Szykują się wejścia z ławki

Trudny sezon za Mariuszem Stępińskim. Jego Hellas Verona spisywało się bardzo dobrze, ale siłą zespołu Ivana Juricia przez większość sezonu była defensywa. Był to dla niego najgorszy sezon odkąd przyszedł do Serie A, a przecież zamienił słabiutkie Chievo na lokalnego rywala. Co teraz? Przydałoby się dorzucić te 6-7 bramek i pozostać na karuzeli napastników, nawet pod kątem klubów z dołu tabeli. Konkurencja w składzie może i szeroka, jeszcze po przyjściu Andrei Faviliego, ale najwięcej grający napastnik Hellasu w ubiegłym sezonie i zarazem najlepszy strzelec – Samuel Di Carmine – miał na swoim koncie zaledwie 1300 minut w czasie, których strzelił 8 goli.

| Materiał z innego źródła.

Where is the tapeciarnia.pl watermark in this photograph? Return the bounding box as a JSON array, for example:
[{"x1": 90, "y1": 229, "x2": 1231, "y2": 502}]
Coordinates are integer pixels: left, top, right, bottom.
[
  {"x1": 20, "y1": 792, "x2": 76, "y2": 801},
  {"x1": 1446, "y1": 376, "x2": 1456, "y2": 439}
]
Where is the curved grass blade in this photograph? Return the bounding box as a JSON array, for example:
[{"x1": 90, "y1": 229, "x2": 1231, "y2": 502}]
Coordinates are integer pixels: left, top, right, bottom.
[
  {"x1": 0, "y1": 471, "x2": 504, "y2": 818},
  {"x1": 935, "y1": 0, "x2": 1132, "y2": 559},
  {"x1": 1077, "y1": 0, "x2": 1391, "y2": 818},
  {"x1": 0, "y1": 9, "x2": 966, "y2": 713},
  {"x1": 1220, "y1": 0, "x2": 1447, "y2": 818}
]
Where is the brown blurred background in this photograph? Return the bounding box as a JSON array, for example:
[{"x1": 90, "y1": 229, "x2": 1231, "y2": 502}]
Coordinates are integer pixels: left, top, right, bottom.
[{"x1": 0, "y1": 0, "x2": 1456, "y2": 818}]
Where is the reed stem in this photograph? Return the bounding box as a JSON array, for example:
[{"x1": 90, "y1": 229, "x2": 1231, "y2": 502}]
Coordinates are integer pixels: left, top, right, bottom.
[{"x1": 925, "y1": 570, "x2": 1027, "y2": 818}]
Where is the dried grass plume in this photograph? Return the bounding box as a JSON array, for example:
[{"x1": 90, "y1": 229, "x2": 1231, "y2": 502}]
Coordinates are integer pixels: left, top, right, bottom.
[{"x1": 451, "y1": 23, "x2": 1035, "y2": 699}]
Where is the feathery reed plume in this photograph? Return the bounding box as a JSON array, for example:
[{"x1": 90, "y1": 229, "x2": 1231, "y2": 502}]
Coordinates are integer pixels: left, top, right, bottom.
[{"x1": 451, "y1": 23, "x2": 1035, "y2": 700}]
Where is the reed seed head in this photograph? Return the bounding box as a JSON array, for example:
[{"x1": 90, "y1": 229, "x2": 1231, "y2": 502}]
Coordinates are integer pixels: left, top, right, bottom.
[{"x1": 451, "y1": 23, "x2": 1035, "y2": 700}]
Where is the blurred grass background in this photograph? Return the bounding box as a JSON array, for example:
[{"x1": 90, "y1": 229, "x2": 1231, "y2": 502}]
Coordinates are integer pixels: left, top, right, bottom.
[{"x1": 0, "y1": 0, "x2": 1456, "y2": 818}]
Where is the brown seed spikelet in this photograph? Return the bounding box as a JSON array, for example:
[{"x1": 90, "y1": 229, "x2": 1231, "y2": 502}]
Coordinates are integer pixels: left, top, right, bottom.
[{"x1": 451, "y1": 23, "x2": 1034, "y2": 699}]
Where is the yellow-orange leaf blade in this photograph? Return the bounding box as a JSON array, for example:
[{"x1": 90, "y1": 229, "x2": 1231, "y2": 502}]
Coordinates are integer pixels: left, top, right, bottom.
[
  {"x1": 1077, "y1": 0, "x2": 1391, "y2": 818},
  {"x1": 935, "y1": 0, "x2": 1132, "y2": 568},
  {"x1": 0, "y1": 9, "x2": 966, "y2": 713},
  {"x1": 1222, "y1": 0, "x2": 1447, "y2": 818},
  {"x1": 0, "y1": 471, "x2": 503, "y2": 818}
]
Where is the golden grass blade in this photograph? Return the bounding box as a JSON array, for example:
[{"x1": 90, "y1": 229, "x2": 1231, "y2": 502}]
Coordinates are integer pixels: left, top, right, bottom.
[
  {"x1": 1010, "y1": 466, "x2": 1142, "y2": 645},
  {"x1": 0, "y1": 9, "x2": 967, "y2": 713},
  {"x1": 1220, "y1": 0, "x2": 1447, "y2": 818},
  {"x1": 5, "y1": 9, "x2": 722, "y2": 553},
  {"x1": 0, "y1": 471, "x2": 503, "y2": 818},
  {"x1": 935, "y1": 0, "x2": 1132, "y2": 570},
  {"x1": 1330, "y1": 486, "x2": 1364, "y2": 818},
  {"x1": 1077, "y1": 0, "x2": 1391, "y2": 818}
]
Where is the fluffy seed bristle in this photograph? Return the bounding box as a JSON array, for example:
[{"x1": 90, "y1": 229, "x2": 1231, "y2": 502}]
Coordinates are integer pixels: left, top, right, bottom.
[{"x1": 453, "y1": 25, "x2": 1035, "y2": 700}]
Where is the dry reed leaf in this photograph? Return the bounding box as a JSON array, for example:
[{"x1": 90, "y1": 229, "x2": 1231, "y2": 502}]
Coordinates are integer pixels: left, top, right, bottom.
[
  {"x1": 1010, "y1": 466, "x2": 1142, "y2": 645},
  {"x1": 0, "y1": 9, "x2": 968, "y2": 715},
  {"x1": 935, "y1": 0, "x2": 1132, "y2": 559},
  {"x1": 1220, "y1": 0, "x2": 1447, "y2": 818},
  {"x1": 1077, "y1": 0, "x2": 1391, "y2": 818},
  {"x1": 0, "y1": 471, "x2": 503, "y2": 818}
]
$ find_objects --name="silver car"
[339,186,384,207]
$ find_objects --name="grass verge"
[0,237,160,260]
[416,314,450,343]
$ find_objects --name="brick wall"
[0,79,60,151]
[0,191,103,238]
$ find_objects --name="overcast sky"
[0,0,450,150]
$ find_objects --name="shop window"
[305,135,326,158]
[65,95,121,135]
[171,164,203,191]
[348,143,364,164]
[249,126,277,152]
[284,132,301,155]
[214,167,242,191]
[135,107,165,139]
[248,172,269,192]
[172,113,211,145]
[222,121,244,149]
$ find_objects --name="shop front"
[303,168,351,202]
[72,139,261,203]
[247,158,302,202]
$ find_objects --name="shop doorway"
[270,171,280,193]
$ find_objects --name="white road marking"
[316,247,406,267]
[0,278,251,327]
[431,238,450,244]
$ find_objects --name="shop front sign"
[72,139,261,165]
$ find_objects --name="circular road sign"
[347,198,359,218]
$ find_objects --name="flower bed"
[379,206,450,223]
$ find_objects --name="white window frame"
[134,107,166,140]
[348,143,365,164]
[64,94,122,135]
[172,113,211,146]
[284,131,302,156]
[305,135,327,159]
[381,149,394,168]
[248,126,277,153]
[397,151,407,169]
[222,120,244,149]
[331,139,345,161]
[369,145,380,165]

Niezbyt udany sezon ma także jego kolega z drużyny Paweł Dawidowicz. O ile Stępiński ma większe prawdopodobieństwo, że wejdzie z ławki, o tyle Dawidowicz mógł otworzyć szampana po odejściu Marasha Kumbulli do Romy.

Ucieczka

Marnie wygląda bilans Łukasza Teodorczyka w Serie A. Dwa sezony, przez które uzbierał 600 minut w 30. meczach. Strzelił jednego gola, zaliczył jedną asystę i tyle. Hierarchia jest jasna. Najpierw Kevin Lasagna i Stefano Okaka, a później Ilija Nestorovski czy nawet Ignacio Pussetto. Droga do składu długa i bardzo wyboista, więc czas się zawijać z Dacia Arena.

Paweł Jaroszyński wrócił do Genoi po wypożyczeniu do Salernitany. Tam rozegrał ponad 30 meczów w Serie B. Tyle że nie wiadomo czy nawet zostanie w stolicy Ligurii na następny sezon. Mało to prawdopodobne wobec obecności Domenico Criscito – kapitana – oraz przyjścia Lennarta Czyborry z Atalanty.